Depending on your need, Unstructured provides OCR-based and Transformer-based models to detect elements in the documents. The models are useful to detect the complex layout in the documents and predict the element types.

Basic usage:

elements = partition(filename=filename,
                     strategy="hi_res",
                     hi_res_model_name="yolox")

Note

  • To use any model with the partition, set the strategy to hi_res as shown above.

  • To maintain the consistency between the unstructured and unstructured-api libraries, we are deprecating the model_name parameter. Please use hi_res_model_name parameter when specifing a model.


List of Available Models in the Partitions:

  • detectron2_onnx is a Computer Vision model by Facebook AI that provides object detection and segmentation algorithms with ONNX Runtime. It is the fastest model with the hi_res strategy.

  • yolox is a single-stage real-time object detector that modifies YOLOv3 with a DarkNet53 backbone.

  • yolox_quantized: runs faster than YoloX and its speed is closer to Detectron2.

  • chipper (beta version): the Chipper model is Unstructured’s in-house image-to-text model based on transformer-based Visual Document Understanding (VDU) models.

Using a Non-Default Model

Unstructured will download the model specified in UNSTRUCTURED_HI_RES_MODEL_NAME environment variable. If not defined, it will download the default model.

There are three ways you can use the non-default model as follows:

  1. Store the model name in the environment variable

import os
from unstructured.partition.pdf import partition_pdf

os.environ["UNSTRUCTURED_HI_RES_MODEL_NAME"] = "yolox"

out_yolox = partition_pdf("example-docs/layout-parser-paper-fast.pdf", strategy="hi_res")
  1. Pass the model name in the partition function.

filename = "example-docs/layout-parser-paper-fast.pdf"

elements = partition(filename=filename,
                     strategy="hi_res",
                     hi_res_model_name="yolox")
  1. Use unstructured-inference library.

from unstructured_inference.models.base import get_model
from unstructured_inference.inference.layout import DocumentLayout

model = get_model("yolox")
layout = DocumentLayout.from_file("sample-docs/layout-parser-paper.pdf", detection_model=model)

Bring Your Own Models

Utilizing Layout Detection Model Zoo

In the LayoutParser library, you can use various pre-trained models available in the model zoo for document layout analysis. Here’s a guide on leveraging this feature using the UnstructuredDetectronModel class in unstructured-inference library.

The UnstructuredDetectronModel class in unstructured_inference.models.detectron2 uses the faster_rcnn_R_50_FPN_3x model pretrained on DocLayNet. But any model in the model zoo can be used by using different construction parameters. UnstructuredDetectronModel is a light wrapper around the LayoutParser’s Detectron2LayoutModel object, and accepts the same arguments.
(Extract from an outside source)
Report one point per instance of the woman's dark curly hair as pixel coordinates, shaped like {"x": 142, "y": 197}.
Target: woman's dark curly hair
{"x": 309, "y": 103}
Using Your Own Object Detection Model

To seamlessly integrate your custom detection and extraction models into unstructured_inference pipeline, start by wrapping your model within the UnstructuredObjectDetectionModel class. This class acts as an intermediary between your detection model and Unstructured workflow.

Ensure your UnstructuredObjectDetectionModel subclass incorporates two vital methods:

  1. The predict method, which should be designed to accept a PIL.Image.Image type and return a list of LayoutElements, facilitating the communication of your model’s results.

  2. The initialize method is essential for loading and prepping your model for inference, guaranteeing its readiness for any incoming tasks.

It’s important that your model’s outputs, specifically from the predict method, integrate smoothly with the DocumentLayout class for optimal performance.